Zwei Gründe dafür das der Fall von Frauke Liebs nicht aufgeklärt wurde. Chris beurteilt Frauke leider falsch, traut ihr nichts zu, sieht dadurch seine eigene Leistung nicht richtig. Eine Leistung die zumindest mir geholfen hat, diesen Fall logisch und realistisch nachzuvollziehen.
Der Ermittler hat bestimmt seine Arbeit gut gemacht, aber seine Äußerungen, zumindest der Öffentlichkeit gegenüber, waren einige zu lapidar oder einfach zu oberflächlich. Kann sein, dass das genau die Absicht war, oder aber es fehlte so kurz vor der Rente der Biss, um den Fall doch noch zu lösen? Das aber weiß am Ende nur der Ermittler selbst. Noch einmal, Frauke hat nicht einfach -“ Mama – Mama“ gesagt, sondern jeweils eine Antwort auf eine eindeutige Frage gegeben. Chris fragt: "Wo bist du?" -- Frauke antwortet: "Mama".

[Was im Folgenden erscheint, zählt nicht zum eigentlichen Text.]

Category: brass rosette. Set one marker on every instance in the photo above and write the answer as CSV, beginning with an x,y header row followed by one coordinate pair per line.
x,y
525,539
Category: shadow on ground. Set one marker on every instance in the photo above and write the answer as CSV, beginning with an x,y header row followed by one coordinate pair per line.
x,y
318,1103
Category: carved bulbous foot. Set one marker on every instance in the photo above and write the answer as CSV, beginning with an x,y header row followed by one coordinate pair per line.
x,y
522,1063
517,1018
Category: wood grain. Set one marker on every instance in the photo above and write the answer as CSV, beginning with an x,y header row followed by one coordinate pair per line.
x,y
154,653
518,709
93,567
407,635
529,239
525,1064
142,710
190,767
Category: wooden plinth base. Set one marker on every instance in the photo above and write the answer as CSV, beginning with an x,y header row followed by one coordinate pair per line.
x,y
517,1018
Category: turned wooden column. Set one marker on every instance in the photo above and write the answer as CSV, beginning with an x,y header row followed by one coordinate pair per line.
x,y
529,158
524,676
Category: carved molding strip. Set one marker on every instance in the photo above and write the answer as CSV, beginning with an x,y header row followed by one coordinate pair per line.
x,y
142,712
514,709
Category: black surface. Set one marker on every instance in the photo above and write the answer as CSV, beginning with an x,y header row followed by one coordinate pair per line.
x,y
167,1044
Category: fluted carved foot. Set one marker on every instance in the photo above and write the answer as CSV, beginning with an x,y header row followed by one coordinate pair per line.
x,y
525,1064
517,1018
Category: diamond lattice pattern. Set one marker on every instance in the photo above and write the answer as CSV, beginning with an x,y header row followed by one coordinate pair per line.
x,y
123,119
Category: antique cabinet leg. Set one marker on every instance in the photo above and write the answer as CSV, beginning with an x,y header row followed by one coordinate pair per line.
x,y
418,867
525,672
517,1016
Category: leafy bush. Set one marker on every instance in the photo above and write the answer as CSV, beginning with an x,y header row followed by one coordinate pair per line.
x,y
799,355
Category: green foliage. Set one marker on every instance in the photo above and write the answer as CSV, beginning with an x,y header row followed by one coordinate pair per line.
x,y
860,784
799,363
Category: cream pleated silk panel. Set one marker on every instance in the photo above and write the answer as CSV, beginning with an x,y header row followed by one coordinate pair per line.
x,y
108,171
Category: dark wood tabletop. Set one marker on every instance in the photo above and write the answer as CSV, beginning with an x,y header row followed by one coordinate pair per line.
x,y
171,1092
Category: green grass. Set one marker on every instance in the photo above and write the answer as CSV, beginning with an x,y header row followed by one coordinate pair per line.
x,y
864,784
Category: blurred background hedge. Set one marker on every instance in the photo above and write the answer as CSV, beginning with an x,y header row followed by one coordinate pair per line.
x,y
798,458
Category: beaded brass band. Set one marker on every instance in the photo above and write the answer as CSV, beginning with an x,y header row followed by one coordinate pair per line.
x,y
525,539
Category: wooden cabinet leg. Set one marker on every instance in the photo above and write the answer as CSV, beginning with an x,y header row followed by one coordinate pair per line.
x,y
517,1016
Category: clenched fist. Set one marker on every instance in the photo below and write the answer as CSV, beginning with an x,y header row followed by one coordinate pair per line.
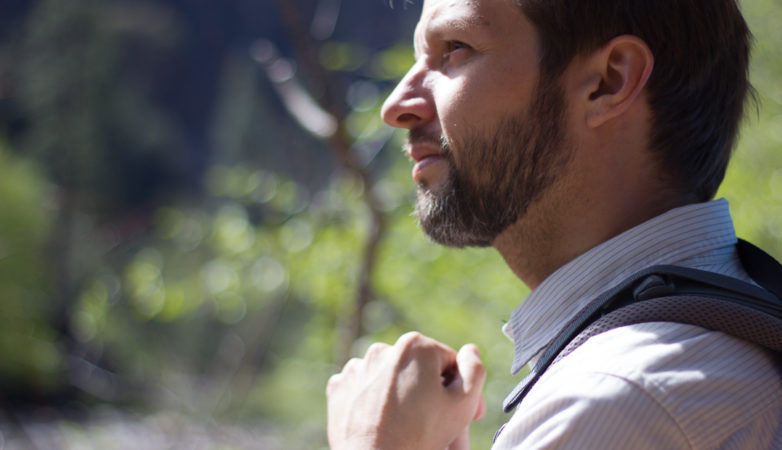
x,y
416,394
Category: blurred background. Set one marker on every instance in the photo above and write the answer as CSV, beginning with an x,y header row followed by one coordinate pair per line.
x,y
202,217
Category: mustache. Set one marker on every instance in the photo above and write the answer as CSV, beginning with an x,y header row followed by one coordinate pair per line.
x,y
421,136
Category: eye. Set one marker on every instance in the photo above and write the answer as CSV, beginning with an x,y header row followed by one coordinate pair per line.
x,y
453,49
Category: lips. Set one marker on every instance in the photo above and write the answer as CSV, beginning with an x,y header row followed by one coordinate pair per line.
x,y
430,162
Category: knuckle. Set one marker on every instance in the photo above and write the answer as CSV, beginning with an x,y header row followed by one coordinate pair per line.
x,y
333,383
376,348
410,338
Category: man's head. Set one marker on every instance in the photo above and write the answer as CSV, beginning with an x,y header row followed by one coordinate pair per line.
x,y
488,113
698,88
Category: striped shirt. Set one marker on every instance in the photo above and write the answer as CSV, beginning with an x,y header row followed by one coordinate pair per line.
x,y
652,385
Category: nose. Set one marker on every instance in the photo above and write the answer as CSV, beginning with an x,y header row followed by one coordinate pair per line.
x,y
410,105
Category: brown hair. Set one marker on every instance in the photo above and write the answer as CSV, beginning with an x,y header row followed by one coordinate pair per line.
x,y
699,84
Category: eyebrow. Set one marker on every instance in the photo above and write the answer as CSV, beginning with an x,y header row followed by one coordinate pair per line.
x,y
458,23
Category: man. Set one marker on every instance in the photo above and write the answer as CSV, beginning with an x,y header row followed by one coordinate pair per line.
x,y
583,140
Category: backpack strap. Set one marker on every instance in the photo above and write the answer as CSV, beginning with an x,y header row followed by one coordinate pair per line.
x,y
678,294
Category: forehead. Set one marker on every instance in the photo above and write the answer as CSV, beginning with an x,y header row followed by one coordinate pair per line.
x,y
486,17
469,12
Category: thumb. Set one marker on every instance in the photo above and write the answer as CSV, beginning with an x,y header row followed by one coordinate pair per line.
x,y
471,370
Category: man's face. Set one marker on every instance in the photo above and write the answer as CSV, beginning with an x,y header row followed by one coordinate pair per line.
x,y
486,133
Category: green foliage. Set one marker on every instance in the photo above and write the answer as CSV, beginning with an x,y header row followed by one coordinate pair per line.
x,y
29,348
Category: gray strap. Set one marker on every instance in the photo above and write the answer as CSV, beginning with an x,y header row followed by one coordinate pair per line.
x,y
710,313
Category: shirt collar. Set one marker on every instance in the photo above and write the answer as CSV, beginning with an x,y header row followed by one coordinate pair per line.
x,y
689,236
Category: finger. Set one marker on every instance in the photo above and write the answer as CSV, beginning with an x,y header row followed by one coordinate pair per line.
x,y
353,365
481,410
471,369
375,350
462,441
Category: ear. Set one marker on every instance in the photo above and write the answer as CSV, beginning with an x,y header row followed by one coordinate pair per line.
x,y
616,74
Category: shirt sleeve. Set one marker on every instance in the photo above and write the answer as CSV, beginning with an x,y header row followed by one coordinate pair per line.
x,y
590,410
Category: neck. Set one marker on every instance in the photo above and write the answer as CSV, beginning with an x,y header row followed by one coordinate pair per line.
x,y
594,203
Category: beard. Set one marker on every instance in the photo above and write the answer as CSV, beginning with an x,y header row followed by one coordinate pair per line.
x,y
496,177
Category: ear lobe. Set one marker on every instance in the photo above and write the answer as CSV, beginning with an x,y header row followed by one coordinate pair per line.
x,y
624,66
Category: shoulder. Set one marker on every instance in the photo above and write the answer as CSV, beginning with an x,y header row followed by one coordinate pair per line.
x,y
653,385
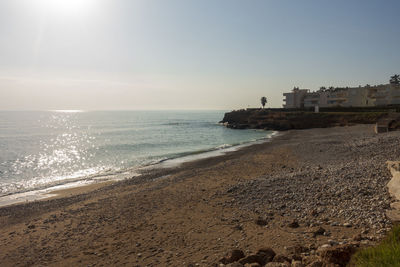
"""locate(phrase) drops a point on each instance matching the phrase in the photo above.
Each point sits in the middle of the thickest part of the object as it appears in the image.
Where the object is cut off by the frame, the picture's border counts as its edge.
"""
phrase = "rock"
(319, 231)
(316, 263)
(294, 224)
(297, 249)
(267, 253)
(234, 264)
(281, 258)
(261, 221)
(277, 264)
(357, 237)
(253, 259)
(325, 246)
(261, 257)
(297, 264)
(232, 256)
(238, 227)
(339, 255)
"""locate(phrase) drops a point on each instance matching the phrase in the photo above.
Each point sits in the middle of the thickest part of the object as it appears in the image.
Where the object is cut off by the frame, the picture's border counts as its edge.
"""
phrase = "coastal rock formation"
(282, 120)
(394, 190)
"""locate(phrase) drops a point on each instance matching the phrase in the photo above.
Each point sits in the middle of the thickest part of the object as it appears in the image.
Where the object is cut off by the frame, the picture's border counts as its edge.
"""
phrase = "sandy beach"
(305, 188)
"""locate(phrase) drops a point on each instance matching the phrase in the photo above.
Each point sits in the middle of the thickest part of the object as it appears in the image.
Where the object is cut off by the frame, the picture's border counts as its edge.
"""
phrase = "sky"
(187, 54)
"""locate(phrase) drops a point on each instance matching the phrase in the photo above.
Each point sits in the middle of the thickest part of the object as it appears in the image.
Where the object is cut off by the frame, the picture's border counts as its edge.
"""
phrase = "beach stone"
(234, 264)
(340, 255)
(261, 221)
(262, 257)
(316, 263)
(319, 231)
(357, 237)
(297, 264)
(277, 264)
(294, 224)
(281, 258)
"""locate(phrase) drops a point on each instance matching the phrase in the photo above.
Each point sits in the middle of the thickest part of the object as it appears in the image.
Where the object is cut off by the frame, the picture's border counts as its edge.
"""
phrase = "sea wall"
(282, 120)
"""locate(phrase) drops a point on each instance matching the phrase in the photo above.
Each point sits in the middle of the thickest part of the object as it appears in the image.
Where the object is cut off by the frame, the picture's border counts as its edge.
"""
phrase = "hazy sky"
(170, 54)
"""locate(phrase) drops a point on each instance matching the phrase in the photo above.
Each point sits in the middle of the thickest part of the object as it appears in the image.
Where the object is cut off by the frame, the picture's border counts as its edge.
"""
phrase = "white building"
(295, 99)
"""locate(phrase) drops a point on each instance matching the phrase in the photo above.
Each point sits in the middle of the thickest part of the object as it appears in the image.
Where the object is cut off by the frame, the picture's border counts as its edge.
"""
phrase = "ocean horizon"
(42, 149)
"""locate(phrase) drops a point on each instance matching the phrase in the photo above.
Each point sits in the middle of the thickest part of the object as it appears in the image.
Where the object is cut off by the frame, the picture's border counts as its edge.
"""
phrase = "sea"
(48, 149)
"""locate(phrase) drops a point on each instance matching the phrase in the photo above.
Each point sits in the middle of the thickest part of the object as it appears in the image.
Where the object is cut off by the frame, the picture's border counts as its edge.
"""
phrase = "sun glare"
(66, 7)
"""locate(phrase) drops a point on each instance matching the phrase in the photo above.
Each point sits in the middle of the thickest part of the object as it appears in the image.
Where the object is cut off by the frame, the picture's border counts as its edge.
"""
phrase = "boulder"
(262, 257)
(339, 255)
(232, 256)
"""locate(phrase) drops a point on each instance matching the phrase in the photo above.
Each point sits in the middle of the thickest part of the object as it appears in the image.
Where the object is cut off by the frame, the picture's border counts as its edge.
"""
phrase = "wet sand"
(195, 213)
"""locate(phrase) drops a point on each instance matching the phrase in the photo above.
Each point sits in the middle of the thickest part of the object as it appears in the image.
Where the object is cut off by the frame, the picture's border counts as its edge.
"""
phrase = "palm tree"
(395, 79)
(263, 101)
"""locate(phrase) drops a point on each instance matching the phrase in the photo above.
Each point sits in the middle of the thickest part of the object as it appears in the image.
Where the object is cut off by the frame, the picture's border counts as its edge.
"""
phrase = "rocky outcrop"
(339, 255)
(394, 190)
(281, 120)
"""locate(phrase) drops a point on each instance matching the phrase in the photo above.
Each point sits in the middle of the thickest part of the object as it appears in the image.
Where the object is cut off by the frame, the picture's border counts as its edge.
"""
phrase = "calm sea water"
(39, 149)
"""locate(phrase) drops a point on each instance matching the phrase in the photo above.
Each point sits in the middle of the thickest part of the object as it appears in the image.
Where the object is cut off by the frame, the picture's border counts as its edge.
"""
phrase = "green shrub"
(387, 253)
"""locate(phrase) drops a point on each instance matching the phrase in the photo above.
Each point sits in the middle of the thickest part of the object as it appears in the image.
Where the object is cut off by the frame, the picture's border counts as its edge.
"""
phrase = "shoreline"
(198, 211)
(96, 180)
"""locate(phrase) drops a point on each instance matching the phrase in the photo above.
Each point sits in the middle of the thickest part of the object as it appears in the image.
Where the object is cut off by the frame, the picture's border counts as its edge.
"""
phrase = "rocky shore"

Auf eine Frage gab es eine Antwort, die wir nicht verstehen. Gymnasium in Bad Driburg – gibt es einen Zusammenhang? Nein und Ja !
Frauke bekommt von Cris eine perfekte Vorlage. Sie kann endlich nach dem Ort auch die Straße ihres Verstecks benennen - “ Paderborn – Driburger Straße “ ! Das “Mama“ eine versteckte/verschlüsselt Antwort war dürfte jetzt verständlich sein. Frauke hat damals schnell und gut auf die Frage von Chris reagiert. Frauke hat für mich gezeigt, dass sie schon mehr als nur durchschnitt war. Sie hat es geschafft zahlreiche Hinweise zu geben, wir haben sie aber bis Heute nicht verstanden. Die Telefonkontakte sind aus meiner Sicht hauptsächlich von von Frauke ausgegangen.
Für Mich ist der Fall glaubhaft und verständlich nachvollziehbar. Fragen gibt es nicht mehr.
Das Geographische Profil, sogar die Zuordnung der Telefonmasten ist aus meiner Sicht für einen einigermaßen guten Profiler nicht wirklich schwer zu erklären.
Eine Frage oder Antwort sind o.k., lange Diskussionen müssen nicht mehr sein. Die Familie Liebs kennt mein Gedanken schon und kann selbst endscheiden wie sie damit Umgehen möchte.
Aber auch die Polizei hat 1 Woche eines von 3 der gemachten Fotobücher mit meinen Gedanken.
Irgend wann wird sich jemand damit befassen und merken, der Fall ist richtig gesehen gar nicht so
schwer zu verstehen.
Sollte die Täterin hier noch mitlesen, was ich nicht gerade mehr glaube, dann weiß sie das dieser Tatablauf genau so war wie von mir beschrieben. Das bedeutet, nicht mehr lange und es Schellt an der Tür.